彼が部屋を出て行った後、僕は白猫に尋ねる。
「あの、今の人って」
「あぁ、この家の主人だよ。とても猫思いの良い青年なんだよ。僕たちはオーナーって呼んでいるんだ。君は、近いうちにあの恐ろしい場所、病院へ行かなければならないみたいだね。僕はあそこが大嫌いだよ......何度行っても慣れない。でも人間はなぜか僕らをあそこへ連れて行くのが好きみたいでね。信じられないよ......気を確かにね」
「はぁ」
白猫は動物病院に嫌な思い出があるらしく、顔を真っ青にしながら僕に同情をしてくれた。どんな事にも冷静に対処できろうなクールな猫というイメージを持っていたが、やはり動物病院は別らしい。
「君はあの場所の恐ろしさを体験したことがないから、そんな余裕でいることができるんだ。思い出すだけで、恐ろしい」
ふと気になる事が頭の中に浮かんできた。
万が一、この身体で死んだ場合、一体僕はどうなるんだろう。人間に戻れずに、そのまま猫としての一生を終えるのだろうか。

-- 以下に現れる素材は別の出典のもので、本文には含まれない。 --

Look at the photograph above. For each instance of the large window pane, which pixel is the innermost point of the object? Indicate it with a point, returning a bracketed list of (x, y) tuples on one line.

そんなことを考え始めると、冷や汗が全身から吹き出しそうな、ひどい悪寒が僕を襲った。
人間に戻るまで、死んではいけない。いつも最善の注意を払い、何が何でも僕は僕に戻るまで生き延びなければならない。
そう自分に言い聞かせるが、果たして僕に人間に戻れるチャンスはこれからにやってくるのだろうか。絶望感が体中を這いずり回る。

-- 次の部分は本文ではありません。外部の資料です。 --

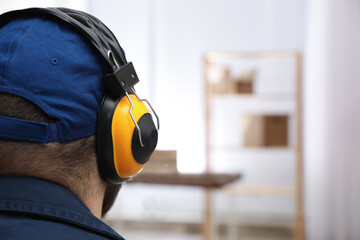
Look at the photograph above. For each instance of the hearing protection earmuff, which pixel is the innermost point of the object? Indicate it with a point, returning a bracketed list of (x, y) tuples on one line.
[(126, 135)]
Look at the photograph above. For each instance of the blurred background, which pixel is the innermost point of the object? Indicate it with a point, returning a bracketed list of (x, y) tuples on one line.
[(259, 109)]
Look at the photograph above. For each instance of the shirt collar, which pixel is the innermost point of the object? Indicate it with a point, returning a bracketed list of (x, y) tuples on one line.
[(40, 197)]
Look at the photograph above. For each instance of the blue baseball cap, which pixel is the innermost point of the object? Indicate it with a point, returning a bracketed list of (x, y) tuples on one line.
[(48, 63)]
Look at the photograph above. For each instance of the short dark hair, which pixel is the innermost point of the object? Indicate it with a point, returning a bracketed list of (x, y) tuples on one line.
[(65, 163)]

隣で真っ青になっているであろう僕のことは眼中にないようで、白猫はまだぼつぼつと呟いている。
「僕はあそこへ行くたびに、尻の穴に得体のしれない細い棒をいれられて…...」
それはたぶん体温計のことだろう。
少し前の話になる。飼い猫を動物病院へ連れて行くと、いつも不愉快そうな顔をして僕を睨みつけ、重い声で鳴いていた。体温計を入れられるその瞬間の猫の顔は、まさに不愉快さと恐怖が入り混じったような顔をしていたことを思い出す。
しかし、その飼い猫の色も名前も思い出せない。
ただ、あんなに大きく構えていた白猫が体温計に恐怖を抱いていることを知ると、少しだけ笑いそうになり、一瞬でも現実から目を背けられた。
しばらく雨の音に耳を傾け、再度思い出せることはないかと記憶を辿ろうとするも突如として睡魔が襲ってきた。どう足掻いても、重くなった瞼は持ち上げることはできず、身体にも力がはいらない。どんどん身体を共に意識に黒い影がかかり始めた。
雨の音は先ほどまで少しうるさいくらいだったのに、誰かがボリューム調節のノズルを左へゆっくりと捻っていくみたいに、僕の耳は雨の音を捉えられなくなっていった。